Люди полегковернее говорили, что Наполеон – это и есть антихрист, обещанный миру, что это тринадцатый год сплошной войны, что восстанут брат на брата и сын на отца… А тут появилась еще, словно назло, комета. Разговорам и толкам, на раутах и обедах, на визитах и вечеринках, конца не было. Ничего не говорила об этом только влюбленная парочка.
Горючими слезами плакала Ольга Федоровна, прижимаясь к высокой казацкой груди, крестила по сто раз, благословляла его, целовала и в губы, и в глаза и руки ему целовала; и ласкала она, и нежила его, и ухаживала за ним, как мать не ходит за родным сыном.
– Возьми, голубок, на дорогу, – на прощанье сказала ему Ольга, подавая корзину. – Все меня вспомнишь.
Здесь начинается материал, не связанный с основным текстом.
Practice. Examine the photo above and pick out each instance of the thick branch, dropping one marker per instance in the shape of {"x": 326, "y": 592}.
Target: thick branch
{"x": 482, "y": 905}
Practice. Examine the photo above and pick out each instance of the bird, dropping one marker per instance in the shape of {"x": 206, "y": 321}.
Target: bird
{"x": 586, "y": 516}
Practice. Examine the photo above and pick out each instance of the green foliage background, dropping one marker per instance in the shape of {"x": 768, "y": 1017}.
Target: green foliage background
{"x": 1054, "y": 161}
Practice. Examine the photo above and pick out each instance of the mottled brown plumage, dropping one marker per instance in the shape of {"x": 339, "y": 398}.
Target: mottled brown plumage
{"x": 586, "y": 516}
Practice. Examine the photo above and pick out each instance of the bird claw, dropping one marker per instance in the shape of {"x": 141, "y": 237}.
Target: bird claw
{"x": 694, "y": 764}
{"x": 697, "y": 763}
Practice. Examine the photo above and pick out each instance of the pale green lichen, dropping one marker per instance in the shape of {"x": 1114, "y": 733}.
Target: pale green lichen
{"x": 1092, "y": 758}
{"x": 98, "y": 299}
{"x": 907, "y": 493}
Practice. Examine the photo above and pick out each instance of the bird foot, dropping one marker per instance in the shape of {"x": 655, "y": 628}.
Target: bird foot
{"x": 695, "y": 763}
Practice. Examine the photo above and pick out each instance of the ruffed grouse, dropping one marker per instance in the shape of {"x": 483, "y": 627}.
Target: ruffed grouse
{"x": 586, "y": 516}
Тут и пирожное, и пирожки – сама пекла, и бутерброды тебе понаделала – кушай, родной, на здоровье…
Укрепили эти ласки Конькова. Бодро пошел он домой, свернул по Мойке и переулками стал выбираться к платовскому дому.
Была уже ночь. Редко поставленные фонари с масляными лампочками чуть мерцали. В темном лабиринте переулков его нагнали два человека. Они говорили по-немецки.
– Dieser?[22] – спросил один у другого.
– О, ja[23].
– Я сразу боюсь. Я лучше на хитрость пущусь.
– Мне что. Здесь неудобно. Адъютант Платова – особа. Полицеймейстер! Еще за измену сочтут, а я лучше за городом. Мне казак его говорил: завтра поедет на Дон.
– Gut, ich hoffe also auf Sie…[24]
Коньков обернулся.
Прямо против него стоял Берг и еще какой-то человек. Коньков сделал шаг вперед, но преследователи юркнули под ворота, и хорунжий одиноко продолжал свой путь.
Платов давно вернулся из дворца и был сильно не в духе. Пришлось потихоньку раздеться и лечь до утра, а собираться уже днем.
Долго молился за свою ненаглядную Олю Коньков.
Потом лег, стал было уже засыпать, как вдруг непонятная тревога охватила его; ему стало страшно, тоскливо страшно чего-то. Он стал горячо молиться – но тревога только усиливалась, и до утра боролся он с ней и не мог победить ее.
V
…Мы не рождены ходить по паркам да сидеть на бархатных подушках, там вовсе можно забыть родное ремесло. Наше дело ходить по полю, по болотам да сидеть в шалашах, или лучше еще под открытым небом, чтобы и зной солнечный, и всякая непогода не были нам в тягость. Так и будешь всегда донским казаком.
У Платова имелись причины быть не в духе. Во дворце с ним произошел случай, о котором, наверное, Бог знает как будут говорить в петербургских гостиных, и, во всяком случае, посмеются над донским атаманом, – а кому приятна насмешка? Положим, Платов недурно вывернулся из неловкого положения, еще раз доказавши свой ум, природную сметливость и остроумие.
Неприятное приключение, быть может, уже забыто, но злые языки, – а их так много в Петербурге, – осудят атамана, и это может многому повредить.
Во дворце у Государыни Марии Федоровны собралось общество. Большее число гостей были свои, придворные, искушенные опытом светской жизни, – один Платов был чужой, нелощеный. За столом он очень понравился Императрице своими бойкими и интересными рассказами про Дон, про войну, про Наполеона. Платов был в ударе. Он не тянул, не повторялся, как обыкновенно, а даже любимая его поговорка: «Я вам скажу» – звучала так мило и так кстати, что сходила совсем незаметно, а его остроты были так удачны, что им мог бы позавидовать сам Билибин, известный остряк-дипломат.
Государыня много и весело смеялась, придворные вторили дружным хором; Платов рассказывал, жестикулируя и увлекаясь все более и более…
После обеда в самых изысканных выражениях откланивался Платов Императрице.
– Не забывайте же меня, атаман. Вы так мило рассказываете…
– Помилуйте, ваше величество, – ловко сгибаясь, отвечал Платов. – Могу ли я…
Но тут роскошная, усеянная бриллиантами, жалованная еще матушкой Екатериной сабля задела за постамент драгоценной вазы, ваза дрогнула, нагнулась и полетела на пол, задевая другую, третью…
Смутился Платов, хотел исправить свою ошибку, хотел отскочить в сторону, да что сделаешь на проклятом паркете!
Поскользнулся атаман, зацепился шпорой за ковер и упал бы, наверное, упал бы со всеми своими регалиями и орденами, да Императрица схватила его за руку и удержала от падения.